Mistrzowie Polski chcą zagrać w Final Four
Po trzech latach siatkarze Asseco Resovii wracają do rozgrywek Ligi Mistrzów. Na inaugurację mistrzowie Polski zagrają 25.10. o godz. 20.30 na wyjeździe z francuskim Arago de Sete. W debiutanckim sezonie 2009/2010 resoviacy dotarli do ćwierćfinału LM, ulegając późniejszemu triumfatorowi - włoskiemu Trentino Volley.
- Wracamy do Ligi Mistrzów i chcemy w niej osiągnąć sukces podobnie zresztą jak na pozostałych dwóch frontach. Chcemy awansować do Final Four i wygrać PlusLigę i Puchar Polski - mówił na konferencji prasowej poświeconej tym elitarnym klubowym rozgrywkom w Europie, wiceprezes Asseco Resovii, Bartosz Górski. Mistrzowie Polski w tym sezonie zagrają w grupie G gdzie oprócz francuskiego Arago de Sete zmierzą się z Bre Banca Lannutti Cuneo (Włochy) i Remat Zalau (Rumunia). W ekipie mistrza Polski nie ukrywają, że interesuje ich awans do Final Four drogą sportową, a nie poprzez rolę organizatora turnieju finałowego.
- Przebyliśmy długą dwuletnią drogę do Ligi Mistrzów, ale wreszcie gramy w niej jako mistrz Polski, a nie z drugiego miejsca.
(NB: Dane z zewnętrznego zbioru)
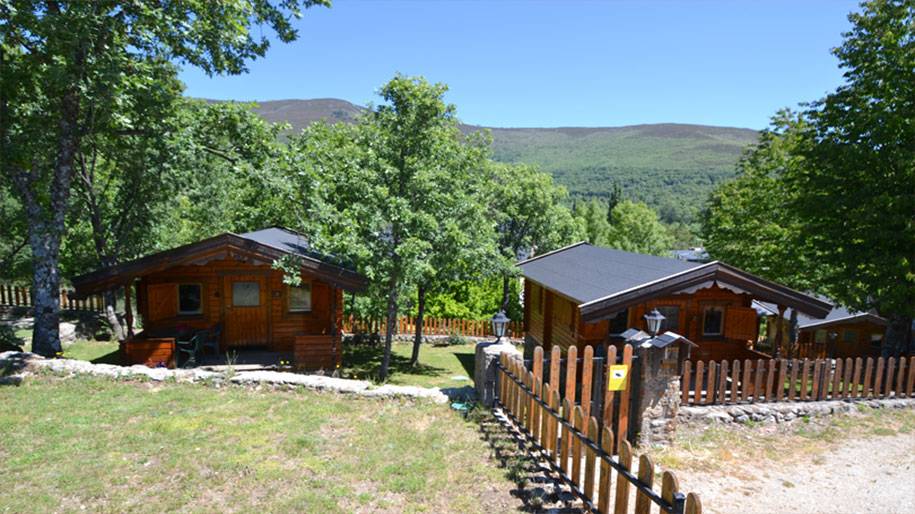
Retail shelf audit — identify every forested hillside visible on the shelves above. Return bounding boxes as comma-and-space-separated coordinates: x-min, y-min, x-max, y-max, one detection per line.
246, 99, 759, 225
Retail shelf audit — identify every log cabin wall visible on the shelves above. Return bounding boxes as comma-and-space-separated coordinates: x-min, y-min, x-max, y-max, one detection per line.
525, 280, 765, 362
525, 281, 547, 347
798, 319, 885, 360
136, 258, 338, 353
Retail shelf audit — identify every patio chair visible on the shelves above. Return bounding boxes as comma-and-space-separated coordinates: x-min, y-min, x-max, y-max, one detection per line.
202, 323, 222, 356
177, 330, 205, 368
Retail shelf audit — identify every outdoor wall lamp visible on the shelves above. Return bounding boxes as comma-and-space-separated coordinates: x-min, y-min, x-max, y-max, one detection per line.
644, 309, 666, 336
491, 310, 510, 343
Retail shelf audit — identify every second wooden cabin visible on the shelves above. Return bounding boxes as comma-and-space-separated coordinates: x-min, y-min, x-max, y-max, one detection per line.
518, 242, 831, 362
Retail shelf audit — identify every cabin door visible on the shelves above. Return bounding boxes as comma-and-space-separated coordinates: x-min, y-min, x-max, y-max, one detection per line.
223, 274, 269, 347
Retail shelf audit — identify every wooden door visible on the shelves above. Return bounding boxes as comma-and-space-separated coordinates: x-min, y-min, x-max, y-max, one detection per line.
223, 274, 269, 347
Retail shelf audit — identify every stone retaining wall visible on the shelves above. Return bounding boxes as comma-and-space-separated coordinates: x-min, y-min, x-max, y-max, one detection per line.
0, 351, 449, 403
679, 398, 915, 425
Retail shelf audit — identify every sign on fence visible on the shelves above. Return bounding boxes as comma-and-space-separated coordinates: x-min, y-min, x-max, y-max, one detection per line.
607, 364, 629, 391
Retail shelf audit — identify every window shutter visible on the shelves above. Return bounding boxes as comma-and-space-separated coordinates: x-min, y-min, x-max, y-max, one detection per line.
147, 283, 177, 322
724, 307, 758, 341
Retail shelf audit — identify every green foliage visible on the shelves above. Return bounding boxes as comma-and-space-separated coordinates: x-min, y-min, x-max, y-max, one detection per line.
605, 200, 676, 256
572, 198, 674, 256
420, 278, 523, 321
785, 0, 915, 321
487, 124, 758, 226
287, 75, 500, 378
702, 111, 822, 292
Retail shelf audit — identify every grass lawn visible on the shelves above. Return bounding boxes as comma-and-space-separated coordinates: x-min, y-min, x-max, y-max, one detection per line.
0, 373, 516, 513
341, 341, 485, 389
Naszym celem jest awans do Final Four i zdajemy sobie sprawę, że oczekiwania są duże, ale postaramy się im podołać - mówi kapitan Asseco Resovii, Olieg Achrem.
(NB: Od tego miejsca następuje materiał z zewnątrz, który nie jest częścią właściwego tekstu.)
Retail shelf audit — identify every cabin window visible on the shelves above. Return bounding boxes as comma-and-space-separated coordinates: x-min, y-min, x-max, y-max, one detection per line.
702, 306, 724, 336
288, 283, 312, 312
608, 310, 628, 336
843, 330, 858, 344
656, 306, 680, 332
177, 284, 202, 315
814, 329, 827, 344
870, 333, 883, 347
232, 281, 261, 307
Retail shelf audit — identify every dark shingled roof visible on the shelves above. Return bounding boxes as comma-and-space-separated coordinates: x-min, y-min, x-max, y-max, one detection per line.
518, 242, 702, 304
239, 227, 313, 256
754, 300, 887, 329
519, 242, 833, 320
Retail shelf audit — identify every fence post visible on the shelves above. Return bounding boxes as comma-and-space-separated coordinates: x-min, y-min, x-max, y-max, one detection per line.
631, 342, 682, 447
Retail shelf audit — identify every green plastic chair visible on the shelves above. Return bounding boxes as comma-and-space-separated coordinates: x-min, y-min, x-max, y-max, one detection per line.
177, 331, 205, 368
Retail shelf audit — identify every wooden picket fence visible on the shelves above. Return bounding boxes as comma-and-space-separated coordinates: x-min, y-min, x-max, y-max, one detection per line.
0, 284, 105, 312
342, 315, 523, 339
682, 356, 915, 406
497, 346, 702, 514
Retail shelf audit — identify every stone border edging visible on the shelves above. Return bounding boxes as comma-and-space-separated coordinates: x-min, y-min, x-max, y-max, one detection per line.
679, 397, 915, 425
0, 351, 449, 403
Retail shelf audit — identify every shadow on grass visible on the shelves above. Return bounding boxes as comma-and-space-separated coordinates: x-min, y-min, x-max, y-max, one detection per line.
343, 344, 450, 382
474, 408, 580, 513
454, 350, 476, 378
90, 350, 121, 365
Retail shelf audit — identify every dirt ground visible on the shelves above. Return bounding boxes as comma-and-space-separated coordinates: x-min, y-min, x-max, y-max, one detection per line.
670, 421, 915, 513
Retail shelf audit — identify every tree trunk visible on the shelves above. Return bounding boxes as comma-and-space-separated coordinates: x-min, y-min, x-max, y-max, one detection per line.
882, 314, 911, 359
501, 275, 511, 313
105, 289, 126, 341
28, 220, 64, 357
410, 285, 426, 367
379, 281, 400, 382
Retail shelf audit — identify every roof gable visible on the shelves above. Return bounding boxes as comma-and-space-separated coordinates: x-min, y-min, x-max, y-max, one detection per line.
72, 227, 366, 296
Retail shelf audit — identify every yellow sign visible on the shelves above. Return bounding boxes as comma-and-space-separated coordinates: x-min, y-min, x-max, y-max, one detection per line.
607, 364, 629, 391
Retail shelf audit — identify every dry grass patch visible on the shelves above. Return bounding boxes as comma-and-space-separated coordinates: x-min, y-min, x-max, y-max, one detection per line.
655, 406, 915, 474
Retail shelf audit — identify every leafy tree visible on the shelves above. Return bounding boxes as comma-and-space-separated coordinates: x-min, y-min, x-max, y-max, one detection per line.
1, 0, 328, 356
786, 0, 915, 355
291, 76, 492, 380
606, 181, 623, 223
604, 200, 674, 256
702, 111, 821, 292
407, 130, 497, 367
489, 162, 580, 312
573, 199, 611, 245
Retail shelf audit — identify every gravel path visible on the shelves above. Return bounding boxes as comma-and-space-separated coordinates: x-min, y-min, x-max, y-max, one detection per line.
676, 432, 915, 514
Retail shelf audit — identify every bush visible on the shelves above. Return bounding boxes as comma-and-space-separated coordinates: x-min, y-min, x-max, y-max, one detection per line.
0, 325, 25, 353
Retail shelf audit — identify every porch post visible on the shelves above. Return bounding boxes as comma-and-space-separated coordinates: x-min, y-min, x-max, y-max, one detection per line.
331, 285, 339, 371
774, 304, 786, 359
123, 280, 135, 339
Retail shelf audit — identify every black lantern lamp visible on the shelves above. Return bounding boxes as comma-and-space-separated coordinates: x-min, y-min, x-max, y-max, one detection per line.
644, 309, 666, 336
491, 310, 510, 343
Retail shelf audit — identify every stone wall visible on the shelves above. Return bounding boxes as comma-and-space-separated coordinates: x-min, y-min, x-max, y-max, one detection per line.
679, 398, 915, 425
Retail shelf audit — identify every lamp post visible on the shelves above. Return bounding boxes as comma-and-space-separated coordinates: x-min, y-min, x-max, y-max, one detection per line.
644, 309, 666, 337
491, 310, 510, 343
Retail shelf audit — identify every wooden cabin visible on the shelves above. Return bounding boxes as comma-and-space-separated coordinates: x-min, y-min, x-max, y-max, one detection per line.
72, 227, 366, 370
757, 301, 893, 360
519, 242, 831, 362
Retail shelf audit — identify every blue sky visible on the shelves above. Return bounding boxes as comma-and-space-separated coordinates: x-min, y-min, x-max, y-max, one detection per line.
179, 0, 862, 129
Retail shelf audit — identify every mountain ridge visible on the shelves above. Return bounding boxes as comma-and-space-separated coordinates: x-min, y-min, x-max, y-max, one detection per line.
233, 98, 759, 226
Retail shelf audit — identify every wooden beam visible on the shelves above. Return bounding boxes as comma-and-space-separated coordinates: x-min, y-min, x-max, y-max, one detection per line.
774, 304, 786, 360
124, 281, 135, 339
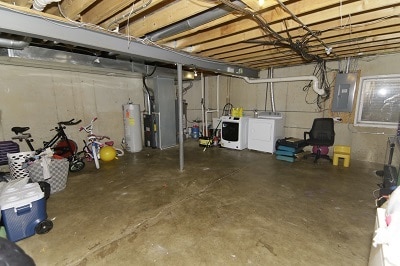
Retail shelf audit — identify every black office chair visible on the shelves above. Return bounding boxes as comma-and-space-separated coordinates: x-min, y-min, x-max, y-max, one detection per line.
304, 118, 335, 163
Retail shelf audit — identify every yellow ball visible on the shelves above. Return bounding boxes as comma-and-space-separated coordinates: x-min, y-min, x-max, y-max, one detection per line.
99, 146, 117, 162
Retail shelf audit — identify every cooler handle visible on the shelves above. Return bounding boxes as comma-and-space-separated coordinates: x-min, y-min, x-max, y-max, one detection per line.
14, 204, 32, 215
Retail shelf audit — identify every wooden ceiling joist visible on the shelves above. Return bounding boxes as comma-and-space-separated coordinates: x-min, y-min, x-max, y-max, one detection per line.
0, 0, 399, 70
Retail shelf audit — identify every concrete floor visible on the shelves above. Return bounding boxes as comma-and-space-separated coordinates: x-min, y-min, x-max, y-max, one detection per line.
16, 140, 380, 266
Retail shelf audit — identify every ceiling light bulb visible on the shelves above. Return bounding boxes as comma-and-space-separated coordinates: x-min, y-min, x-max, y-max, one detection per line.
194, 70, 198, 77
325, 47, 332, 55
258, 0, 264, 6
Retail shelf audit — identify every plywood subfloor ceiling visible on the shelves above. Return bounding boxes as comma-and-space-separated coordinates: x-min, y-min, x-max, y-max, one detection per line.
1, 0, 400, 70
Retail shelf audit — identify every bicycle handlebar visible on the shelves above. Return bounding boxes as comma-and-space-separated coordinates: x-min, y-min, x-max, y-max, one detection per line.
88, 134, 110, 141
79, 117, 97, 133
59, 119, 82, 126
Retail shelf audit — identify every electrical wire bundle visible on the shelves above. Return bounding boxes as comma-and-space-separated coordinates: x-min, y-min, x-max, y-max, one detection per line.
302, 60, 333, 110
218, 0, 331, 63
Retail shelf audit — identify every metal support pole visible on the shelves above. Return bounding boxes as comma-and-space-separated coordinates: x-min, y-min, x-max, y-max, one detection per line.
177, 63, 184, 171
201, 73, 206, 136
217, 75, 220, 117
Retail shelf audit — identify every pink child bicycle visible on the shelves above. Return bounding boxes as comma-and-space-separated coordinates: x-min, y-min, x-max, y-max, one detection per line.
77, 117, 123, 169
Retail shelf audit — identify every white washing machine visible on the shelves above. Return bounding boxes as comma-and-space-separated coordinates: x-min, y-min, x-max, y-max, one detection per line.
220, 116, 249, 150
248, 112, 284, 153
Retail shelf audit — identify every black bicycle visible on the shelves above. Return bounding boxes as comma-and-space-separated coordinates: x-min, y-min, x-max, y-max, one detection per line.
11, 119, 85, 172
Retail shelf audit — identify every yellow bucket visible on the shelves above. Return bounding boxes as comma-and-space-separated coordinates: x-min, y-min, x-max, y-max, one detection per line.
199, 137, 212, 147
231, 107, 243, 117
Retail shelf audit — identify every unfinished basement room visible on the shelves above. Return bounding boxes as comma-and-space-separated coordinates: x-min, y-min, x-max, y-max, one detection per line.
0, 0, 400, 265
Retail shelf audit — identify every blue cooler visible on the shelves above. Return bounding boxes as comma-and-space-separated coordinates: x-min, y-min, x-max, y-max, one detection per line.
0, 183, 51, 242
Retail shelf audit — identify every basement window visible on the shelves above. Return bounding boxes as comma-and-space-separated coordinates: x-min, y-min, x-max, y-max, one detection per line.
354, 75, 400, 128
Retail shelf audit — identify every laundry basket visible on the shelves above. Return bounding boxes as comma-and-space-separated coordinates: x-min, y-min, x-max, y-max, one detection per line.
7, 151, 35, 179
28, 158, 69, 194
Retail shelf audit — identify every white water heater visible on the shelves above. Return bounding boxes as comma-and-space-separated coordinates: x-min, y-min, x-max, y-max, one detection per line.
123, 103, 143, 153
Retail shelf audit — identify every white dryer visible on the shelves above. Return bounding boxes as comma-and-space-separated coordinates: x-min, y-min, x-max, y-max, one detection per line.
248, 112, 284, 153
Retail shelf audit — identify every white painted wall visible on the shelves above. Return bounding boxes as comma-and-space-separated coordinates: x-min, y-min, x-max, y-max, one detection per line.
1, 53, 398, 163
185, 53, 400, 163
0, 62, 144, 152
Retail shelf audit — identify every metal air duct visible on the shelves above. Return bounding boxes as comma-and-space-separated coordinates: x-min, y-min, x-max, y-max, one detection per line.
146, 0, 245, 42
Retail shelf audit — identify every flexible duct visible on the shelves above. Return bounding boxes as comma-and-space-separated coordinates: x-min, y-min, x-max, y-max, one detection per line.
182, 81, 193, 94
143, 87, 152, 115
268, 67, 276, 112
32, 0, 61, 11
147, 0, 245, 41
242, 75, 324, 96
142, 78, 154, 115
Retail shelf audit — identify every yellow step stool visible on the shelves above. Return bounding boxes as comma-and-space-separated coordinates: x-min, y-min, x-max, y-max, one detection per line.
333, 145, 351, 167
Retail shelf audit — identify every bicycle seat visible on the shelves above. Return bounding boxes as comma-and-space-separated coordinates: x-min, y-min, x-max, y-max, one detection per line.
11, 127, 30, 134
105, 141, 114, 146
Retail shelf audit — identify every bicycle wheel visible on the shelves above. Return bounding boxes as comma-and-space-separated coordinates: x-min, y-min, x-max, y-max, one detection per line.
92, 144, 100, 169
54, 139, 77, 158
69, 160, 85, 172
114, 147, 124, 157
76, 151, 86, 161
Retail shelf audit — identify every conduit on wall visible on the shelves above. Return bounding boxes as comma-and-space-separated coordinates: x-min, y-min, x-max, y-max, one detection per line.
267, 67, 276, 112
203, 75, 220, 137
0, 37, 30, 49
242, 75, 324, 96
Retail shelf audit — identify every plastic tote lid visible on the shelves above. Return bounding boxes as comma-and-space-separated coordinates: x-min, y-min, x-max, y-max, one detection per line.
0, 183, 44, 210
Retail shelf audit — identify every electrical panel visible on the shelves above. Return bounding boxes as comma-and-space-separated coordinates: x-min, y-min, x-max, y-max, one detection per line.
332, 73, 357, 112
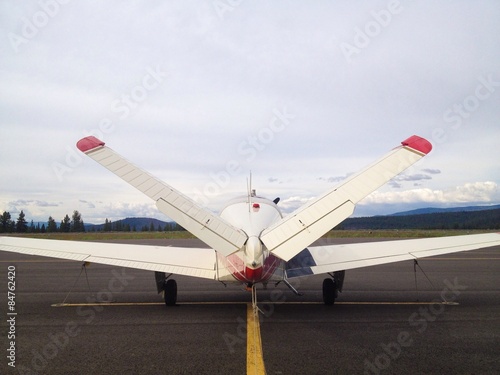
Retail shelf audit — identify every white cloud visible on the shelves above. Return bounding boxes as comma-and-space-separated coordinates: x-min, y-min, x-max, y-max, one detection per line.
279, 196, 315, 214
361, 181, 499, 205
421, 168, 441, 175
W fazie grupowej tegorocznej LM wystąpi aż 28 zespołów, a awans do następnej rundy zapewnią sobie zwycięzcy siedmiu grup (od A do F) oraz pięć najlepszych drużyn z drugich miejsc. Ponieważ po rozgrywkach grupowych wybrany zostanie gospodarz turnieju finałowego Final Four (będzie zwolniony z gry w play-off), awans do tej fazy uzyska dodatkowo jeszcze jeden zespół z drugiego miejsca z najlepszym dorobkiem punktowym (w miejsce gospodarza Final Four). Ostatni zespół z drugiego miejsca w grupie oraz trzy zespoły z najlepszym dorobkiem punktowym z trzeciego miejsca będą musiały zadowolić się rywalizacją w fazie Challenge Round Pucharu CEV. W tej sytuacji walka o pierwsze miejsce w każdej z grup będzie bardzo zacięta, ponieważ tylko zwycięzcy grup będą mogli cieszyć się ze spokojnego awansu do fazy play-off Ligi Mistrzów bez liczenia punktów i oglądania się na rywali w innych grupach.
- Awans do LM był dla nas priorytetem w ub. sezonie - mówi trener Asseco Resovii, Andrzej Kowal. - Cieszymy się, że będziemy mogli uczestniczyć w tych elitarnych rozgrywkach i dlatego też pod tym kątem zespół został wzmocniony m.in. doświadczonym Jochene Schopsem, który obok Lukasa Tichacka może pochwalić się złotym medalem LM. W tym sezonie jesteśmy w stanie zajść naprawdę daleko. Celem podstawowym jest wyjście z grupy, a później może wiele rzeczy się wydarzyć. Z wiarą i determinacją ten zespół jest w stanie osiągnąć sukces - mówi szkoleniowiec mistrzów Polski.